Introduction to Hospitality & Tourism: Students who are interested in a career in the hospitality, restaurant, and tourism fields might take this class in which they will explore a broad range of careers, including lodging, convention and recreation facilities, tour and travel, and foodservice. Students will apply foodservice, business, and marketing skills as they participate in a variety of catering and dining experiences and job shadowing opportunities.

• Food Science: Students will have an opportunity to explore the field of food science and discover related careers. Active participation in experiments related to the fundamentals of chemistry and nutrition will enhance analytical reasoning and writing skills. Science principles are applied to food in farm fields, processing plants, home and restaurant kitchens, and research laboratories. Units of study include food safety, digestion, food processing and preservation, and research/development.
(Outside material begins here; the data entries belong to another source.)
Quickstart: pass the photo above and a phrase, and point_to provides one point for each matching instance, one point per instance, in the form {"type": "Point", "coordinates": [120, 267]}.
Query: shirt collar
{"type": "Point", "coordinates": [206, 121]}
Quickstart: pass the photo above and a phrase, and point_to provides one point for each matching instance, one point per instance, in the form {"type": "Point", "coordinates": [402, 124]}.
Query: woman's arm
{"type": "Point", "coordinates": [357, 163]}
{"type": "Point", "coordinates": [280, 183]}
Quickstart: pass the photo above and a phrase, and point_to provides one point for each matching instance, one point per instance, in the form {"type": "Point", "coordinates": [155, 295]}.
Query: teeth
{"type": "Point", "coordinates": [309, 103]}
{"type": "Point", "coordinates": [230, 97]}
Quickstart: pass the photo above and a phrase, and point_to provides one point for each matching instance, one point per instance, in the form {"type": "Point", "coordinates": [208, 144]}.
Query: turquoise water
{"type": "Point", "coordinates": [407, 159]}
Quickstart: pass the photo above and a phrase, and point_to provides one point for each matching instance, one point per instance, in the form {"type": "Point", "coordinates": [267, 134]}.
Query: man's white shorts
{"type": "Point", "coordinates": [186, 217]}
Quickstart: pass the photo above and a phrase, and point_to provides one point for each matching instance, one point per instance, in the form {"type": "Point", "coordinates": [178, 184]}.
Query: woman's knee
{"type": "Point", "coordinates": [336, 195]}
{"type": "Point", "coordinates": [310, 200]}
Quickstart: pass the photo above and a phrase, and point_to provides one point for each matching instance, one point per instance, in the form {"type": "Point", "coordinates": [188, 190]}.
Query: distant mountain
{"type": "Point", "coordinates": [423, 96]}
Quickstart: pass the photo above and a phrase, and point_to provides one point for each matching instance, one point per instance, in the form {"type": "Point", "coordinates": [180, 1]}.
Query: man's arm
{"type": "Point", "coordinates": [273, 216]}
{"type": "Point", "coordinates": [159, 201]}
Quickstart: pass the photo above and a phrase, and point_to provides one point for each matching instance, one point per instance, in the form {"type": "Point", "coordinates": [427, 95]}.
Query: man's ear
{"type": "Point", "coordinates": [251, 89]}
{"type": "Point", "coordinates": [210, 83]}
Controversies in Food & Nutrition: This discussion-based course focuses on food and nutrition topics commonly addressed in the media, such as obesity, diabetes, diet trends, food allergies, sports nutrition, and functional foods. Students will apply their knowledge by conducting experiments, preparing educational materials, and participating in labs. Individuals considering careers in the medical profession, guidance and education, or fitness are encouraged to take this course.

Turgeson has received positive feedback on the efficacy of the “basic life skills” she teaches in her classes via the parents and younger siblings of former class participants. Students—both male and female—in college look forward to moving from dorm to apartment so they can start cooking or they might call home and request a recipe. More than a few have pursued a career in food or nutrition. Turgeson views these young adults as role models. With her energetic and creative vision, Turgeson’s program may be the role model for the future of American family and consumer sciences education.

Lenora Dannelke is a freelance writer in Allentown, Pa.